Destiny stirred in my arms.
“Nuclear,” she mumbled. “That’s me.”
Nate blinked. “She’s funny when concussed.”
“She’s not concussed until Doc says she’s concussed.”
“She crashed Edge’s bike and started a car apocalypse. I’m making an educated guess.”
I kept walking.
The trail ahead dipped between two low ridges. My boots slid in loose sand. Destiny’s fingers had curled into my shirt now, holding on with what strength she had left.
I told myself she would’ve grabbed anyone.
I told myself it didn’t matter that I liked the weight of her against me.
I told myself a lot of lies in the space of those fifty yards.

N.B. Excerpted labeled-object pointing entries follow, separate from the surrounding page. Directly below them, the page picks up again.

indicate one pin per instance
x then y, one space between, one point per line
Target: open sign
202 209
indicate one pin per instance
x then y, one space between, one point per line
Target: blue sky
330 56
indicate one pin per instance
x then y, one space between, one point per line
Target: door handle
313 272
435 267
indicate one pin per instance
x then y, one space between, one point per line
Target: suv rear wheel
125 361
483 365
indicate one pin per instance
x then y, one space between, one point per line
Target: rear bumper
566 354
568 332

Nate’s phone buzzed. He checked it.
“Prez is two minutes out.”
“With the truck?”
“Yeah.”
I almost laughed.
Of course Prez was bringing the truck.
Our president rode a Cybertruck when he wasn’t on two wheels, and every bastard who gave him grief for it shut up the first time it took rounds on the passenger side and kept moving like it had been mildly insulted. Bulletproof glass. Reinforced panels. Electric torque that made it move like a silver brick launched by God’s own slingshot.
Ugly as sin.
Fast as hell.
Perfect for nights when the world went sideways.
Destiny’s head shifted against my chest.
“My phone,” she whispered.
“What?”
“Regan.”
Her voice cracked on the name.
I looked down.
Her eyes were barely open, but panic moved there now. Real panic. Not drug haze. Not fire rage.
“Regan knows I’m breathing,” she said. “Don’t let her think I’m dead.”
A girl who had just burned down half a party and crashed a stolen motorcycle was worried that her stepmother thought she was dead.
That told me more about the Rourkes than any club story ever had.